Patients/methods: The study was conducted in two parts. First, the optimal dose of thalidomide (400 or 200 mg daily) in combination with irinotecan 125 mg/m(2) days 1 and 8 every 3 weeks was determined. In the second part, celecoxib 400 mg twice-daily was added to irinotecan/thalidomide. Pharmacokinetics of irinotecan and thalidomide alone or concurrently were evaluated. Tumor necrosis factor alpha, beta-fibroblast growth factor, and NF-kappaB activation were measured in blood mononuclear cells (PBMC). No CYP450 enzyme inducers/inhibitors were allowed.
Results: Thirty-six patients were enrolled: Eleven received thalidomide 400 mg, 13 thalidomide 200 mg and 12 thalidomide 400 mg and celecoxib, with irinotecan. For the two-drug combination, there was a higher rate of moderate/severe diarrhea/myelosuppression with thalidomide 200 mg. Thus thalidomide 400 mg was combined with celecoxib. The triple combination resulted in similar toxicity as the doublet with the lower thalidomide dose. Concurrent administration of irinotecan/thalidomide did not influence pharmacokinetics. Anti-tumor responses occurred in two patients and prolonged stabilization in eight others. NF-kappaB activation increased over time. Patients experiencing tumor response or prolonged stabilization had lower NF-kappaB activation, albeit not statistically significant (P = 0.124).

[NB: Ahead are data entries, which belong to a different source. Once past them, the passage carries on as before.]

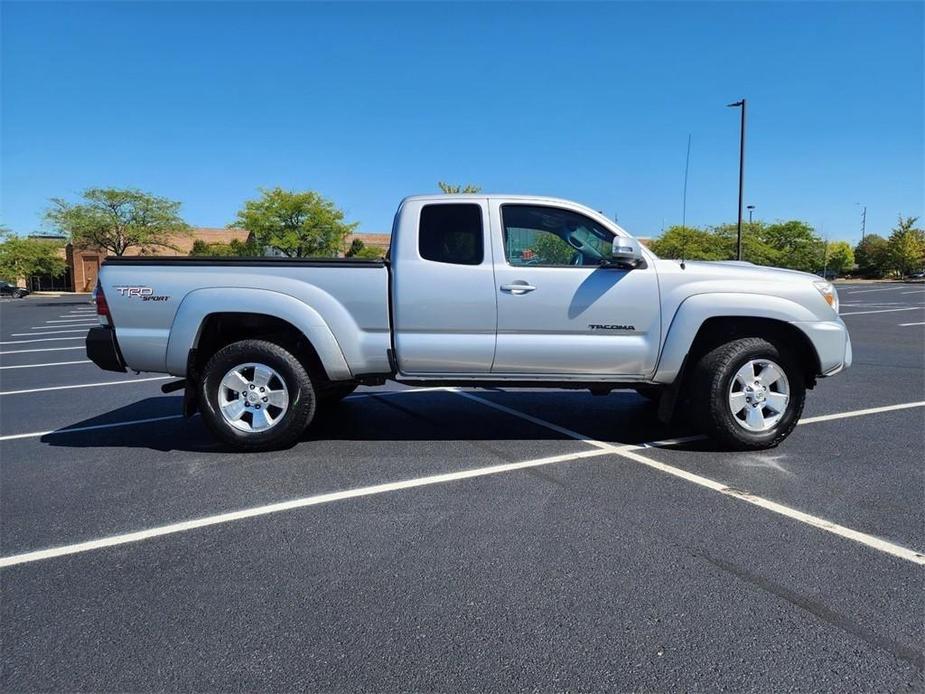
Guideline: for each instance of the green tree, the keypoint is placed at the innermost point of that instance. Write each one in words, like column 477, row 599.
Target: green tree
column 298, row 225
column 549, row 249
column 796, row 244
column 370, row 253
column 839, row 257
column 22, row 258
column 755, row 247
column 906, row 246
column 115, row 220
column 687, row 243
column 233, row 248
column 873, row 256
column 356, row 247
column 451, row 189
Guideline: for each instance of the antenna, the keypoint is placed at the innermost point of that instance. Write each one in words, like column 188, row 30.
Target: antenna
column 687, row 164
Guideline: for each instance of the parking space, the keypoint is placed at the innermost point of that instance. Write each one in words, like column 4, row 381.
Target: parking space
column 447, row 539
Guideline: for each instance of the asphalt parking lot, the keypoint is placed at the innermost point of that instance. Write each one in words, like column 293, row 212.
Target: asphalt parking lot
column 447, row 540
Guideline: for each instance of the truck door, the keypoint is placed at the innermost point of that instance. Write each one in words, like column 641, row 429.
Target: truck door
column 443, row 287
column 559, row 310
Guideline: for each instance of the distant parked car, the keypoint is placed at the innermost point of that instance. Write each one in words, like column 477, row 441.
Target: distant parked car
column 11, row 290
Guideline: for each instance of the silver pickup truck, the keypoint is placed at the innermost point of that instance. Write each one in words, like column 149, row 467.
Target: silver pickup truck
column 477, row 290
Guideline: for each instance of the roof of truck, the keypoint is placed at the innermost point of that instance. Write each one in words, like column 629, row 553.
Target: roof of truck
column 541, row 199
column 482, row 196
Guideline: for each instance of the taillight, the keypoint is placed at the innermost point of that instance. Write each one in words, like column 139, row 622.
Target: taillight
column 102, row 308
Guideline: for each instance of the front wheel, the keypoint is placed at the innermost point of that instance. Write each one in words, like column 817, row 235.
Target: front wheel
column 749, row 393
column 256, row 395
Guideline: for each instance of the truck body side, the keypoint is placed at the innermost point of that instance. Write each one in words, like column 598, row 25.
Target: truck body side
column 482, row 290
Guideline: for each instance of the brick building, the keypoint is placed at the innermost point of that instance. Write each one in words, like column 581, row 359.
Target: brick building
column 84, row 263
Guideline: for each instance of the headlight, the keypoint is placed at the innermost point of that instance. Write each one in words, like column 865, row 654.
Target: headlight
column 827, row 289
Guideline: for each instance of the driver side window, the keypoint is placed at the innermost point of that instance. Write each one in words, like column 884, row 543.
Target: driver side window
column 549, row 236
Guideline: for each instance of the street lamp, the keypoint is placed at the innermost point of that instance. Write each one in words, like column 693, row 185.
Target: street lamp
column 863, row 219
column 740, row 104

Conclusions: The combination of thalidomide/irinotecan is safe and devoid of PK interactions. Thalidomide 400 mg appeared more suitable for combination, whereas the addition of celecoxib did not improve tolerability. Tumor-specific studies in patients with lesser prior treatment will be necessary to establish the therapeutic impact of the combinations.